BANPU - 1Q12 the nadir
(BUY/Target Price Bt700.00)
Investment thesis: Given expectations of weak 1Q12 numbers, the stock will continue underperforming the SET until the market regains confidence in BANPU
Investment thesis: Given expectations of weak 1Q12 numbers, the stock will continue underperforming the SET until the market regains confidence in BANPU’s earnings prospects or the coal price starts taking off (which we anticipate by late 2Q12). But the 20% share price retreat during the past two months has already priced in that weakness. In order to reflect our earnings forecast cut, we have downgraded our YE12 target price to Bt700 from Bt770. Our BUY rating stands, premised on good medium-term prospects for coal prices and a buoyant profit outlook.
Forecasts cut—but earnings uptrend still intact: We have cut our FY12-13 profit projections by 7% and 15%, respectively, to Bt13,684m and Bt14,806m, to fine-tune for MS’s revised Newcastle Coal Index (NEWC) of US$115/t for 2012 (from US$119/t previously). We have also factored in withholding taxes on dividends from CEY (15%) and ITMG (10%)—the firm realized Bt700m last year. Despite a lower NEWC, we remain positive about BANPU’s FY12 earnings outlook—core profit expansion of 14% YoY, buoyed by volume growth and a higher ASP.
1Q12 the nadir … We expect 1Q12 net earnings of Bt2,179m, down by 38% QoQ and 76% YoY. Stripping out extra gains, profit would be down 19% QoQ but flattish YoY. Weak ITMG numbers are responsible for the QoQ decline. Rainy season in Indonesia and higher diesel costs hit hard on ITMG. As such, we estimate BANPU’s sales tonnage at 5.7mt (7.2mt in 4Q11) and GM at 49% (52% in 4Q11). On the flipside, CEY’s performance should have improved on a higher ASP (US$74/t versus $73/t) and sales tonnage (3.5mt versus 3.4mt). Furthermore, BLCP’s restart would have added to 1Q12 profit.

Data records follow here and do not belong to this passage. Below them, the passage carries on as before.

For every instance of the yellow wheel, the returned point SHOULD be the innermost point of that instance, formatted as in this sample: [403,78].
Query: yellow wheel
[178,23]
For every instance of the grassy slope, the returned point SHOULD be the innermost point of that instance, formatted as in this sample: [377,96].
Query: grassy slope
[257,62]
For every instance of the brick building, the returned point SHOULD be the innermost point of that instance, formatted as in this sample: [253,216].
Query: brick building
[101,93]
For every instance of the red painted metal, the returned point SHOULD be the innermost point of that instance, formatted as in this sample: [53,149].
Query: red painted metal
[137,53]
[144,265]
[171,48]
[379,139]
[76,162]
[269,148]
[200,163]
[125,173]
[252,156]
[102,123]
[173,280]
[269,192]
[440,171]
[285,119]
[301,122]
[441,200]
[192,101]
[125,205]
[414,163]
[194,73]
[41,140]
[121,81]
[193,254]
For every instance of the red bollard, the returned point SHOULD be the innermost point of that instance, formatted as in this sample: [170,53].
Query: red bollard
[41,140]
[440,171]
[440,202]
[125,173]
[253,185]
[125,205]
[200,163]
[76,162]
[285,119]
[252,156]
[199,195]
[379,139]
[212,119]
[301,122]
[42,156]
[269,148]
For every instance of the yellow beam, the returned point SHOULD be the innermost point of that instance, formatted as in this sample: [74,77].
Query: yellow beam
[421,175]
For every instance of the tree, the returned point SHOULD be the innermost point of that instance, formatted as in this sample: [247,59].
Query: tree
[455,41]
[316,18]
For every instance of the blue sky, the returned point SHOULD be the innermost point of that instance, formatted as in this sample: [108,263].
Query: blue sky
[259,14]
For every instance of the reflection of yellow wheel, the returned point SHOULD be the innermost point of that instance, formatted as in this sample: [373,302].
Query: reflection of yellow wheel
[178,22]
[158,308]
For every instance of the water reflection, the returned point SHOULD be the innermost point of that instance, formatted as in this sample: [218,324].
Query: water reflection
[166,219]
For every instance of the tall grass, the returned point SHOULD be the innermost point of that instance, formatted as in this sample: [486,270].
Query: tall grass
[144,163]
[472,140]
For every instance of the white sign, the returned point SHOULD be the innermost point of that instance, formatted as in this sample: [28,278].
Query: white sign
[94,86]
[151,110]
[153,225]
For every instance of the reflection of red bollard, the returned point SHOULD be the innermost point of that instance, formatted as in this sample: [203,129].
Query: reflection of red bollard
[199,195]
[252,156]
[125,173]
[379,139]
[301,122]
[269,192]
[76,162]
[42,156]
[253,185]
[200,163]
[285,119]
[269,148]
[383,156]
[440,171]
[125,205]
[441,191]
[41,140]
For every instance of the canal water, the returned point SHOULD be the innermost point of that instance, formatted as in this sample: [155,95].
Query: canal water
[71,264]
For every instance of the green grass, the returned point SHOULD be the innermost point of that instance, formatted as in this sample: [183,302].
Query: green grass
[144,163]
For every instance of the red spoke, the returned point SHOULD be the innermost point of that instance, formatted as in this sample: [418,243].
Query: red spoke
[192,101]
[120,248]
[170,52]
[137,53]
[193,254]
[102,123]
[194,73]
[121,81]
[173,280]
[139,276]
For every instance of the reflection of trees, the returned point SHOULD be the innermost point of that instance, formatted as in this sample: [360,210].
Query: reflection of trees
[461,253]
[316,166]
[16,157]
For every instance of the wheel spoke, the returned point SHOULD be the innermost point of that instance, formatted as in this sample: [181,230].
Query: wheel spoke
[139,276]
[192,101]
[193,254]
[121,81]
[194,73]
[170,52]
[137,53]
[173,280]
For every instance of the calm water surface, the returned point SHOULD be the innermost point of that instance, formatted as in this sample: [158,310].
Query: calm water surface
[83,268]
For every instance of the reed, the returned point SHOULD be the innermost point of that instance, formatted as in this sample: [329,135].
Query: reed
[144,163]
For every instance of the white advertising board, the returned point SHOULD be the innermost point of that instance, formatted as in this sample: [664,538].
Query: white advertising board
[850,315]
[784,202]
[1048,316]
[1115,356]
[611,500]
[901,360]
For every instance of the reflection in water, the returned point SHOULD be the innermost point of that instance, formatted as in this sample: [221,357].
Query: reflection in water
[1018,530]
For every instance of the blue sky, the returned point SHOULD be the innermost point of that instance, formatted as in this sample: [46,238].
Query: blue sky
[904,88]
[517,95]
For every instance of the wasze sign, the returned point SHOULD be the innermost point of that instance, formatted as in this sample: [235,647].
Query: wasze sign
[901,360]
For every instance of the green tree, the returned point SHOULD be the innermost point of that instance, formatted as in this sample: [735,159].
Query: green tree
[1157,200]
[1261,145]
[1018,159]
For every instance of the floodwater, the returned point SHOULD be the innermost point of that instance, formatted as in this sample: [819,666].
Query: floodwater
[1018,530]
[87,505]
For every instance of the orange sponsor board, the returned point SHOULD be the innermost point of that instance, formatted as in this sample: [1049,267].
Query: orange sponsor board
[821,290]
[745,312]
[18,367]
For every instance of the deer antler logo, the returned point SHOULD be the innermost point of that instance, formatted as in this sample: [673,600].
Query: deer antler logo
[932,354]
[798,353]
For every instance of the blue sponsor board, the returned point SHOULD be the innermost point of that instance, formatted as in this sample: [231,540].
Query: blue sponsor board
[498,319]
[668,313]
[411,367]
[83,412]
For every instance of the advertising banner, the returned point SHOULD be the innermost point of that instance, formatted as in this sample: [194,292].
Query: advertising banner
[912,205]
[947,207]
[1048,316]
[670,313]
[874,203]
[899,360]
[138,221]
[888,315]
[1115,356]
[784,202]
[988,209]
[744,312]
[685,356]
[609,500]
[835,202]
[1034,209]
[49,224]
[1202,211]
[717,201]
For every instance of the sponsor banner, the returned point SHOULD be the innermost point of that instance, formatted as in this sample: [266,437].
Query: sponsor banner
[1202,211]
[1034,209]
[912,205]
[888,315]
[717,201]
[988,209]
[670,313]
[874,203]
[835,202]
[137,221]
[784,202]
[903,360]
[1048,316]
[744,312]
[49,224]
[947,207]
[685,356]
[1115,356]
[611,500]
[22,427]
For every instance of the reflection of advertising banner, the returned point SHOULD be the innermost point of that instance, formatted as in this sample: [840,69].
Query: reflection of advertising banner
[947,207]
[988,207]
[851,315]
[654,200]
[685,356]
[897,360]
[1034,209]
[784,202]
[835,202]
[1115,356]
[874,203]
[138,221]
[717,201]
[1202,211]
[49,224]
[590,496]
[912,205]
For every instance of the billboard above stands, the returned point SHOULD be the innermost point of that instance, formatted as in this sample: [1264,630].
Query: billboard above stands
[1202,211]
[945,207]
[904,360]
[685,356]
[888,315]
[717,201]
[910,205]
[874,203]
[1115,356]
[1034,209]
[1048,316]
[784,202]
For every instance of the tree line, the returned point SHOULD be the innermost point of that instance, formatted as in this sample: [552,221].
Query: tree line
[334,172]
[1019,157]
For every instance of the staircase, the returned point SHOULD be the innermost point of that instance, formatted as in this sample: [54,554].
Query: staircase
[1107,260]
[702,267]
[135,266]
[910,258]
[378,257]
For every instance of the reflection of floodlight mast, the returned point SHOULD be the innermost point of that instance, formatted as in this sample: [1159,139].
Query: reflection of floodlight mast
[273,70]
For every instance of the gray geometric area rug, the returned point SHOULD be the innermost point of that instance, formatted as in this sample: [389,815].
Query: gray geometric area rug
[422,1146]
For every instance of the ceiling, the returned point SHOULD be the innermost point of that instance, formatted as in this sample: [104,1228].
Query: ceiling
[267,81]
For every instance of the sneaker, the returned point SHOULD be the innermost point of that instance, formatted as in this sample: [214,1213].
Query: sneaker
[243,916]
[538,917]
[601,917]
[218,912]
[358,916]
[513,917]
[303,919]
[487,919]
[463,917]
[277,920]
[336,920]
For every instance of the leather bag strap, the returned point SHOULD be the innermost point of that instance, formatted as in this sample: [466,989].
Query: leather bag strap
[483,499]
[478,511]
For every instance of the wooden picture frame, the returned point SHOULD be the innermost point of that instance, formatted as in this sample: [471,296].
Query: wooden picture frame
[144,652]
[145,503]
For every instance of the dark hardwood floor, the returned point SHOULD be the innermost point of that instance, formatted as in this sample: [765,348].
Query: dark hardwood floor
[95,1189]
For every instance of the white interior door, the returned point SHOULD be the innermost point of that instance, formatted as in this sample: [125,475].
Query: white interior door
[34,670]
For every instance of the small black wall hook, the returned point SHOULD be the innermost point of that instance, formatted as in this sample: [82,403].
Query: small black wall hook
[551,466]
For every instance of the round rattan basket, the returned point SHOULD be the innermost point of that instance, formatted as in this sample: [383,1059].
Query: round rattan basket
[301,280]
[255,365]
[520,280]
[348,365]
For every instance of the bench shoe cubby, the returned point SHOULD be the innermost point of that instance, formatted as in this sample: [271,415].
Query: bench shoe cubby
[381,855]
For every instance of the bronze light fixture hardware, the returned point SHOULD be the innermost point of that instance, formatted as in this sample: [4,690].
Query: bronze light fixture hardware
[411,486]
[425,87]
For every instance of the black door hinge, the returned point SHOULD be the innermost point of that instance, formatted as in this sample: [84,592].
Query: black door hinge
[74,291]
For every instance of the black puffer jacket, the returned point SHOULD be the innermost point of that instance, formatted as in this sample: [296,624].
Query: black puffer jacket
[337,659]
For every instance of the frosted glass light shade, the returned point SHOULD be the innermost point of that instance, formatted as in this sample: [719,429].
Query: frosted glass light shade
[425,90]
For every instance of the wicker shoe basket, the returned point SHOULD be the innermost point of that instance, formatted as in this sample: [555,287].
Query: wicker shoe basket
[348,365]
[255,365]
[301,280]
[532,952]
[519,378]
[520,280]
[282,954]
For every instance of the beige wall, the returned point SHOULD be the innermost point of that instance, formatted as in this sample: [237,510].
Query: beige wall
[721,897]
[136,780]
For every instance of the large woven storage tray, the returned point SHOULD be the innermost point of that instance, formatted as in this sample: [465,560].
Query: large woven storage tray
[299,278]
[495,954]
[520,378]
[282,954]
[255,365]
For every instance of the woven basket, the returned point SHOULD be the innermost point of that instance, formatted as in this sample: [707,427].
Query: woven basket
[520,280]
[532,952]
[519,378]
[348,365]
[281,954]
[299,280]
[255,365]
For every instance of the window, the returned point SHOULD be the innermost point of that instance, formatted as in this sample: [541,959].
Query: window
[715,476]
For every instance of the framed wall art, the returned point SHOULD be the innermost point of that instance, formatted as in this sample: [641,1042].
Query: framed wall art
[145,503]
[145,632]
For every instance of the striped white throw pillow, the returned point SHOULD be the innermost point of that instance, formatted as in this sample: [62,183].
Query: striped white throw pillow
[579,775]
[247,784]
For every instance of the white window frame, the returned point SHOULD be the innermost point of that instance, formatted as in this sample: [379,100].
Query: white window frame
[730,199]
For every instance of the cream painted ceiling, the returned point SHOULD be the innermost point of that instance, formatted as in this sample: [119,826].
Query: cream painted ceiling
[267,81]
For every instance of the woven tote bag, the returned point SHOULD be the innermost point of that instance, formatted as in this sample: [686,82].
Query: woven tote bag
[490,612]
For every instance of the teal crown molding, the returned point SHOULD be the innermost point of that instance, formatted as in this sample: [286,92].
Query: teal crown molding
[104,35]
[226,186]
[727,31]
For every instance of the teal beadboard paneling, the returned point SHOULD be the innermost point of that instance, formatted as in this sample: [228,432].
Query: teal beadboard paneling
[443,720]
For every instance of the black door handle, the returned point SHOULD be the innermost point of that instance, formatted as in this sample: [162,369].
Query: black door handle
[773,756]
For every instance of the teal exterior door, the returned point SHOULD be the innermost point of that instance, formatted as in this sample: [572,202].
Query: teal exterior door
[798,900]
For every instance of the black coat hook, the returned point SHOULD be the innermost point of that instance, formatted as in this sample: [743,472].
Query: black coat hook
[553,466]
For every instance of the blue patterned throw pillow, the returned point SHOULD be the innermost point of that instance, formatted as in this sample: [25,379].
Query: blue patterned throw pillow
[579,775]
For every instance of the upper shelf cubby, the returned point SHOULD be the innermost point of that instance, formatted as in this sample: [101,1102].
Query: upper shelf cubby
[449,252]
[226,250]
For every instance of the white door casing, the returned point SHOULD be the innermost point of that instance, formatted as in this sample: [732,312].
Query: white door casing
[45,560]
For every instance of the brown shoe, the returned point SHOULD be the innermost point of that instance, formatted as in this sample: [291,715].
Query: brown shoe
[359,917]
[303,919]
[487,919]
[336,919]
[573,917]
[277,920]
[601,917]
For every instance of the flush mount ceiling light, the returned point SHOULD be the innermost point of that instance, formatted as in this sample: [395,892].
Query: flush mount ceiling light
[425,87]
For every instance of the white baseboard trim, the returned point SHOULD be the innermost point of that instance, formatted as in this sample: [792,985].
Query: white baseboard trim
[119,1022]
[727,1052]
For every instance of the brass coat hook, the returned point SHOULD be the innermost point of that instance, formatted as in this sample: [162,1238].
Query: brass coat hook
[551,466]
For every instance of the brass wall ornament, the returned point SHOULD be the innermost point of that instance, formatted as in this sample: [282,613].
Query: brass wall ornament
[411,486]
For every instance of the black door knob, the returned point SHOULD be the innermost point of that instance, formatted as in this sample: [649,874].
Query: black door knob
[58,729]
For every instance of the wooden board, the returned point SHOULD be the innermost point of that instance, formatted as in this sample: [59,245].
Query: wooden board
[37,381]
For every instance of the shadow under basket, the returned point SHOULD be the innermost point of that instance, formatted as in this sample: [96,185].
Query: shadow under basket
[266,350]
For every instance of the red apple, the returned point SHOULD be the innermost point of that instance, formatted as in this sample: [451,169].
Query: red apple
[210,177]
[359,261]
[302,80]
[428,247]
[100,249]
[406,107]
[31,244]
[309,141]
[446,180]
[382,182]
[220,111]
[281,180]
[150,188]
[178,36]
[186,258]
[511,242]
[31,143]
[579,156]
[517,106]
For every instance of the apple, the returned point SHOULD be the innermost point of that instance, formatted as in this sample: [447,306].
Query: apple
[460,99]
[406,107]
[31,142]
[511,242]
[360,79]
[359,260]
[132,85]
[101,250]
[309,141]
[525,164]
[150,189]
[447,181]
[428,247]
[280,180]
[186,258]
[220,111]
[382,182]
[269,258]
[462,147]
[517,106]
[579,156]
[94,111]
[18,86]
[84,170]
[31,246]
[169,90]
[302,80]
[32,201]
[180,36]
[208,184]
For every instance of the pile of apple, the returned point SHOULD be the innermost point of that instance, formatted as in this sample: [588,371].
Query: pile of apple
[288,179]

…earnings uptrend in 2Q12, and … Despite the weak expected 1Q12 numbers, we are optimistic about the 2Q12 outlook. BLCP’s contribution will peak on increased dispatching to EGAT. CEY should post better sales tonnages than originally planned, due to shipments deferred from 1Q12. Moreover, ITMG’s ASP is forecast to rise to US$102-103/t from $101/t in 1Q12. We also see scope for upside to earnings from Hebi—management is negotiating with industrial clients to raise the sales price further from the current RMB550/t.
…2H12 > 1H12: In our view, the prospects for 2H12 are even stronger. Profit growth will be driven by broad recoveries at ITMG, CEY and at coal assets in China. During Indonesian dry season, the firm usually reports much higher sales tonnages than in the first-half of the year. We expect a greater contribution by CEY, as its sales volume will peak (no long-wall moves are planned for 3Q12) and the effect of re-pricing will boost ASP further. In China, the Goahe Mine should ramp up its output after it obtains a production license, expected by June or July.